What ought to take place is a full public exploration of how political parties gather and use information about voters in Canada. What ought to take place after that is the establishment of ways to make their practices visible to everyone, permanently. And that’s exactly what won’t happen — as long as the parties control the discussion.
They all track and use information on voters in far greater depth than most people realize. It’s almost at the point where the secret ballot is more form than reality.
The days of asking if you’d like a lawn sign, or checking if you’ve ever donated money, or asking if a candidate can count on your support are long past. Every scrap of information is important in the era of data analytics.
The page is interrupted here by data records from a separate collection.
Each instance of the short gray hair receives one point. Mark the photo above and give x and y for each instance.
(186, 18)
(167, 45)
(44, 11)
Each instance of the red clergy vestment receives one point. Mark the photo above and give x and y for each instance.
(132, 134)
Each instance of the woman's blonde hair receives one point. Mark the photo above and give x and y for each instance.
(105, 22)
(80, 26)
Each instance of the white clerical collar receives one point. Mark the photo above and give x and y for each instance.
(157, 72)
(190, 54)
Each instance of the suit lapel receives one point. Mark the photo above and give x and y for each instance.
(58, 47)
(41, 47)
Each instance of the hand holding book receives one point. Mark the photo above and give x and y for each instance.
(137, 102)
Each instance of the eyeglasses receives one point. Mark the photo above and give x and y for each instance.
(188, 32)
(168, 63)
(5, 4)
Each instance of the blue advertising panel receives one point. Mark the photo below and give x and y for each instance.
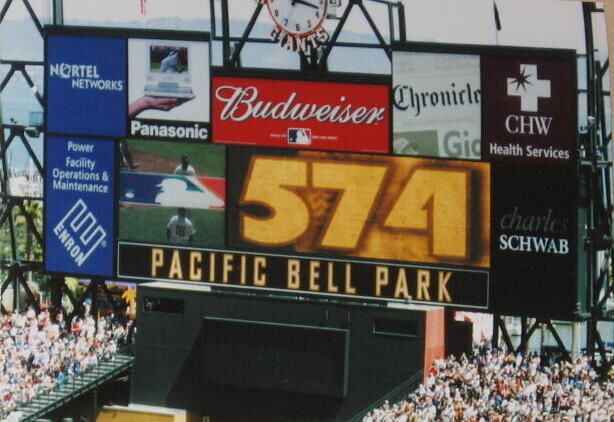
(79, 227)
(86, 85)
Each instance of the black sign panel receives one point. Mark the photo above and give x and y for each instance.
(359, 280)
(534, 247)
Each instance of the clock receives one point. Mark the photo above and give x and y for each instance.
(298, 17)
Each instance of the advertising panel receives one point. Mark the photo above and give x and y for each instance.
(384, 207)
(149, 84)
(86, 85)
(338, 116)
(534, 242)
(530, 108)
(176, 195)
(357, 280)
(79, 226)
(437, 104)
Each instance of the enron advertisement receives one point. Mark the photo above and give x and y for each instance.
(278, 112)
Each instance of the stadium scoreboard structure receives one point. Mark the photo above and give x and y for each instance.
(453, 181)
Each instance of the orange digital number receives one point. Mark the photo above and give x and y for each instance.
(269, 182)
(435, 201)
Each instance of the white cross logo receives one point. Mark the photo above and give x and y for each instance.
(528, 87)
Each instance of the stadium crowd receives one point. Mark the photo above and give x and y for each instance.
(38, 352)
(495, 386)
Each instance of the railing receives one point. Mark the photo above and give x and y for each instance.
(397, 394)
(77, 385)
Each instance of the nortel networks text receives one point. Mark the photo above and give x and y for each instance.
(84, 77)
(80, 173)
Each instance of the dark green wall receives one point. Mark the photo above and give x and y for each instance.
(171, 356)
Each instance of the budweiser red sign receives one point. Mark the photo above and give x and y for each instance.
(301, 114)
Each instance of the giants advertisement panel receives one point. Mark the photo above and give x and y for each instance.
(383, 207)
(530, 108)
(350, 279)
(534, 244)
(437, 104)
(338, 116)
(79, 222)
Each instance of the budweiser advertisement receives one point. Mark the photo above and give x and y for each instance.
(344, 115)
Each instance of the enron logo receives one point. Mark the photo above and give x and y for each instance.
(79, 232)
(528, 87)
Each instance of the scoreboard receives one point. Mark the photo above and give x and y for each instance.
(453, 181)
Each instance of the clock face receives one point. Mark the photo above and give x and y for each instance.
(298, 17)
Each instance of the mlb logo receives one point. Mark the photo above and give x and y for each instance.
(299, 136)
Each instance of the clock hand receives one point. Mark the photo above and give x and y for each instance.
(305, 3)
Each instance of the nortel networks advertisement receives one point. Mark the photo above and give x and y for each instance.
(137, 84)
(437, 104)
(79, 227)
(86, 85)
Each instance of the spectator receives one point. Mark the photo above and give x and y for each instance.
(494, 386)
(37, 353)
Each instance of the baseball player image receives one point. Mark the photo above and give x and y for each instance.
(180, 228)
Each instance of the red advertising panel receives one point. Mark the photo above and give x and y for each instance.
(337, 116)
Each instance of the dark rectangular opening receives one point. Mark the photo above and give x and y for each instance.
(396, 327)
(163, 304)
(276, 356)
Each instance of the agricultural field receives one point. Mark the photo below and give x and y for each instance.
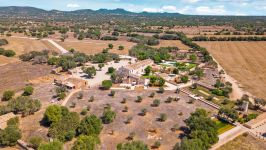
(5, 60)
(16, 75)
(244, 61)
(192, 30)
(95, 46)
(147, 128)
(24, 45)
(244, 142)
(172, 43)
(211, 35)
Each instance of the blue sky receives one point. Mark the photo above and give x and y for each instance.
(195, 7)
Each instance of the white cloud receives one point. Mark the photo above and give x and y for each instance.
(153, 10)
(206, 10)
(191, 1)
(167, 8)
(240, 14)
(73, 5)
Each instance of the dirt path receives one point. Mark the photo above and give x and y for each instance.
(237, 91)
(69, 96)
(63, 50)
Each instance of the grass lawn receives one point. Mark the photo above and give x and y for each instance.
(216, 99)
(244, 142)
(223, 126)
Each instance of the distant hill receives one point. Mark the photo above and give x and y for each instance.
(16, 13)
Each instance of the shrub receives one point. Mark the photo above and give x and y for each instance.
(91, 99)
(9, 53)
(110, 46)
(175, 127)
(184, 79)
(85, 142)
(64, 129)
(124, 101)
(3, 42)
(80, 96)
(111, 70)
(163, 117)
(121, 47)
(129, 119)
(8, 95)
(24, 105)
(156, 144)
(161, 90)
(169, 100)
(143, 112)
(84, 112)
(125, 109)
(35, 141)
(134, 145)
(55, 145)
(156, 103)
(52, 114)
(28, 90)
(152, 95)
(112, 93)
(13, 121)
(108, 116)
(10, 135)
(107, 84)
(139, 99)
(90, 125)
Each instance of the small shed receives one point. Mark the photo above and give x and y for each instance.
(4, 118)
(76, 83)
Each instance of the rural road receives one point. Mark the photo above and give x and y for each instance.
(63, 50)
(69, 96)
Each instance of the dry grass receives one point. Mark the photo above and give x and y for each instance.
(23, 45)
(244, 143)
(211, 35)
(141, 125)
(96, 46)
(244, 61)
(200, 29)
(172, 43)
(14, 76)
(5, 60)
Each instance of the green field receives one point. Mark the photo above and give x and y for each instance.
(216, 99)
(223, 126)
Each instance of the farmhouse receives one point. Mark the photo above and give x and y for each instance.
(4, 119)
(136, 68)
(260, 120)
(71, 83)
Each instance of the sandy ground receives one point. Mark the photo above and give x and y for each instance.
(244, 143)
(244, 61)
(172, 43)
(199, 29)
(96, 46)
(23, 45)
(15, 76)
(190, 36)
(140, 124)
(6, 60)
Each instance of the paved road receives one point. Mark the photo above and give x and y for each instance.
(63, 50)
(69, 96)
(229, 136)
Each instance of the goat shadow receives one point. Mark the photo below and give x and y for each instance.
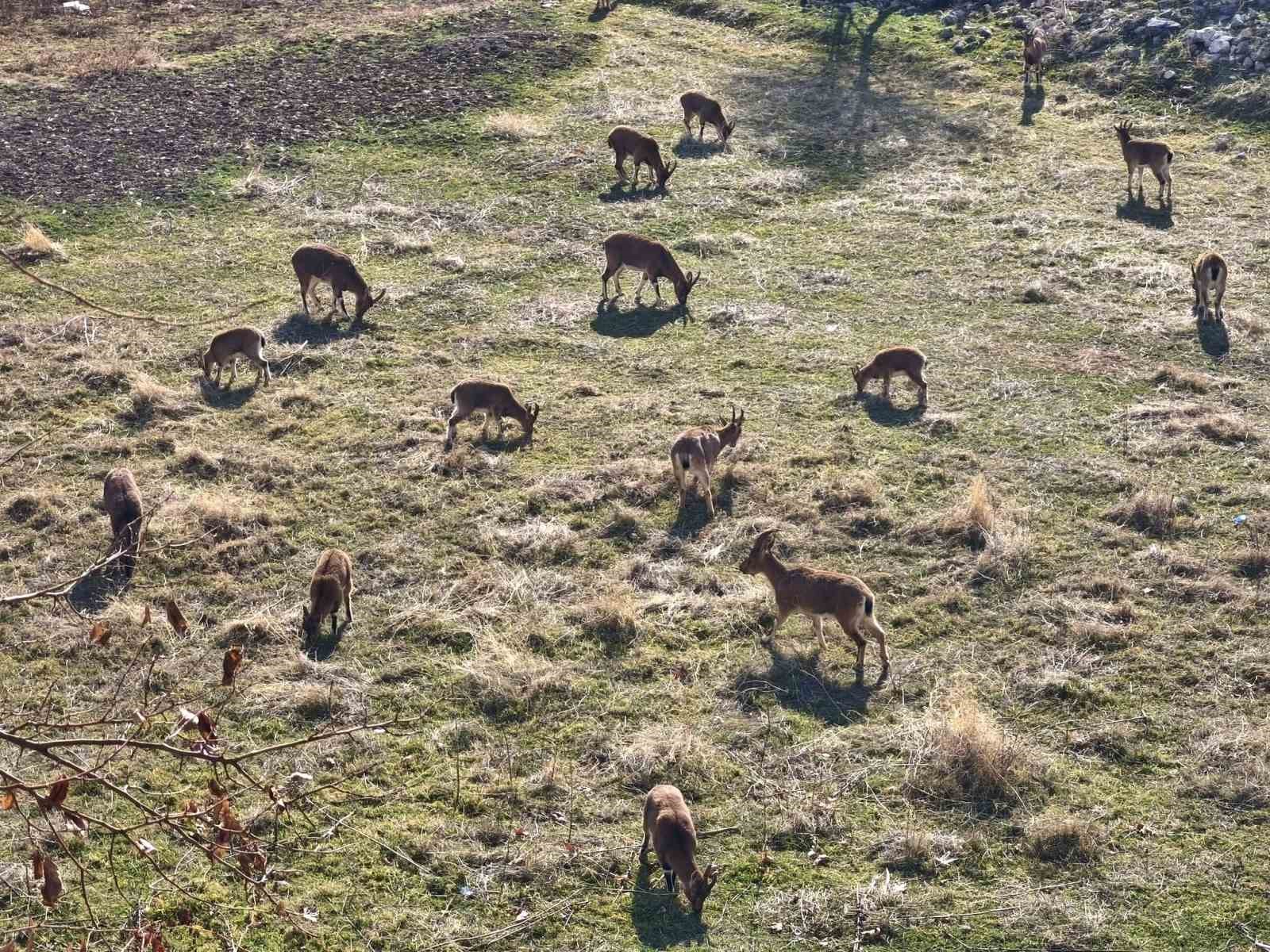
(884, 413)
(1213, 338)
(632, 194)
(692, 518)
(795, 685)
(323, 644)
(300, 328)
(1136, 209)
(692, 148)
(1034, 101)
(233, 397)
(639, 321)
(658, 917)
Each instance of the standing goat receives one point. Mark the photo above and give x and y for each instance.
(652, 258)
(1210, 273)
(1034, 55)
(695, 451)
(668, 829)
(228, 347)
(1142, 154)
(330, 585)
(819, 596)
(645, 150)
(495, 400)
(895, 359)
(122, 501)
(324, 263)
(698, 106)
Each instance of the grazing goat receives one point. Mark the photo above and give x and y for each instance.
(1141, 154)
(1034, 55)
(1210, 273)
(645, 150)
(819, 596)
(668, 829)
(323, 263)
(893, 359)
(698, 106)
(695, 451)
(228, 347)
(495, 400)
(332, 584)
(122, 501)
(652, 258)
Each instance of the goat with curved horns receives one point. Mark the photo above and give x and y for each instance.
(819, 594)
(695, 451)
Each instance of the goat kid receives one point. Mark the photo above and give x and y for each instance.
(122, 503)
(652, 259)
(497, 401)
(698, 106)
(325, 264)
(228, 347)
(645, 150)
(895, 359)
(819, 594)
(1034, 55)
(1145, 154)
(694, 454)
(670, 831)
(330, 585)
(1210, 273)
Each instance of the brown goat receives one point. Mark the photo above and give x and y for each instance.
(330, 585)
(122, 501)
(652, 258)
(495, 400)
(698, 106)
(1210, 273)
(645, 150)
(228, 347)
(324, 263)
(1034, 55)
(819, 596)
(1145, 154)
(895, 359)
(695, 451)
(670, 831)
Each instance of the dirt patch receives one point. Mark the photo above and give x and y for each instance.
(150, 132)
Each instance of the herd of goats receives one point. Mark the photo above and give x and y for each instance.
(818, 594)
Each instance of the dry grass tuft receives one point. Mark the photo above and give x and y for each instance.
(918, 850)
(514, 127)
(506, 682)
(1151, 511)
(1064, 839)
(668, 753)
(1180, 378)
(965, 757)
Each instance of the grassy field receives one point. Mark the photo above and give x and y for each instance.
(1073, 749)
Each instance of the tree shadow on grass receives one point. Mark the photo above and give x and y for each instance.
(795, 683)
(94, 592)
(1034, 101)
(658, 917)
(1136, 209)
(1213, 338)
(639, 321)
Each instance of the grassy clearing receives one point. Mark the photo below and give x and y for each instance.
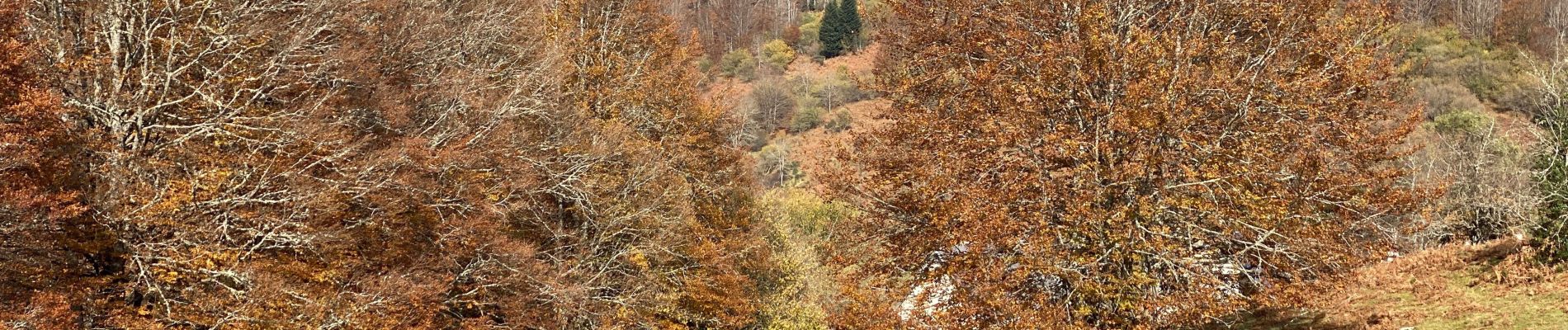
(1451, 288)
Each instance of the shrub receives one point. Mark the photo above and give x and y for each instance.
(777, 54)
(839, 122)
(806, 120)
(773, 105)
(775, 165)
(739, 64)
(1465, 120)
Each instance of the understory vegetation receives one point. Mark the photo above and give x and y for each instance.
(794, 165)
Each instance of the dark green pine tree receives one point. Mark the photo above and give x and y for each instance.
(833, 31)
(850, 16)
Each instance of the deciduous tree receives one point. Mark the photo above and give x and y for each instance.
(1123, 165)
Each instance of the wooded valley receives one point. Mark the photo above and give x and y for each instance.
(783, 165)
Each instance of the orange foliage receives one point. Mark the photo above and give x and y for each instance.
(1123, 165)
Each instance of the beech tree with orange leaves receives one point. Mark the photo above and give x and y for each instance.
(1123, 165)
(390, 165)
(46, 246)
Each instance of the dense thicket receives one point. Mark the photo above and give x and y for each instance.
(1125, 163)
(386, 165)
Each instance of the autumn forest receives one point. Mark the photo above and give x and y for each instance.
(783, 165)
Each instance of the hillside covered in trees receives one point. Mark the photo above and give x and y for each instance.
(783, 165)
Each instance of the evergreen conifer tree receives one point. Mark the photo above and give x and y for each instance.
(833, 30)
(850, 19)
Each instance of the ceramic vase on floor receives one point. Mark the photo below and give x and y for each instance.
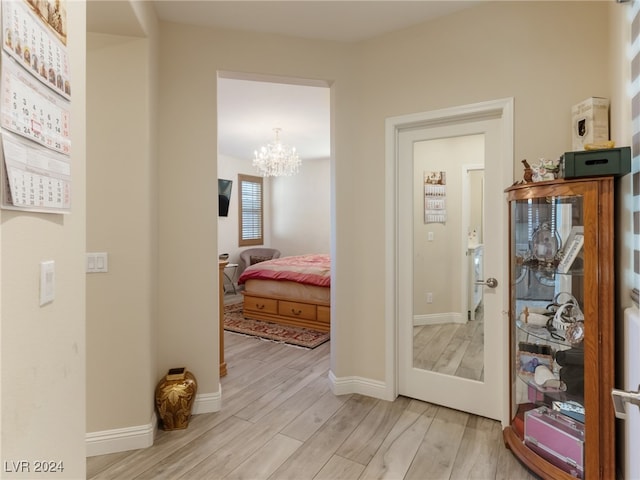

Have you expressed interest in certain issues or even used certain words when an election team has knocked at your door? Where do you work? How old are you? Do you have kids? Are you a member of a certain ethnic or religious group? Do you have an obvious illness or disability? Those are only some basic matters of interest. And yes, if you say anything on social media, that may catch their interest too — if not personally, then in profiles of various voter groupings.
Profiling was already being done over a hundred years ago. It was simpler then. Whether you were a Catholic or a member of the Orange Lodge said plenty about your voting preferences. Now, people sort themselves out in more varied ways. Some are straightforward; some depend on computer analyses that unearth unusual but statistically reliable patterns.
The new techniques pose obvious dangers to personal privacy. Taken to their limits they can pose dangers to more than privacy, as people in places like Turkey and China have learned.
But finely grained analysis of voters produces hidden dangers in the other direction as well. It has started to affect how campaigns are run. Highly targeted election communications call into question the whole idea of whether campaigns are visible to the broad public. If some of your neighbours receive phone calls or brochures that you don’t, and those messages say things about which you are not aware, do you really know what the campaign is about?
University of Alberta political scientist Steve Patten has questioned whether databases and microtargeting of voters pose a threat to democracy. (He has a chapter on this in a book published last year, titled “Permanent Campaigning in Canada.”) A handful of other observers are making similar points; they include Newfoundland political scientist Alex Marland, whose 2016 book titled “Brand Command” is available in some libraries.
If the MPs expressing dire and theatrical concern about the government’s relationship to Chris Wylie were really interested in protecting voters, they would be studying these larger matters and doing so in public. If they don’t, then it’s an open question what all the parties know about you and what they are doing with the information.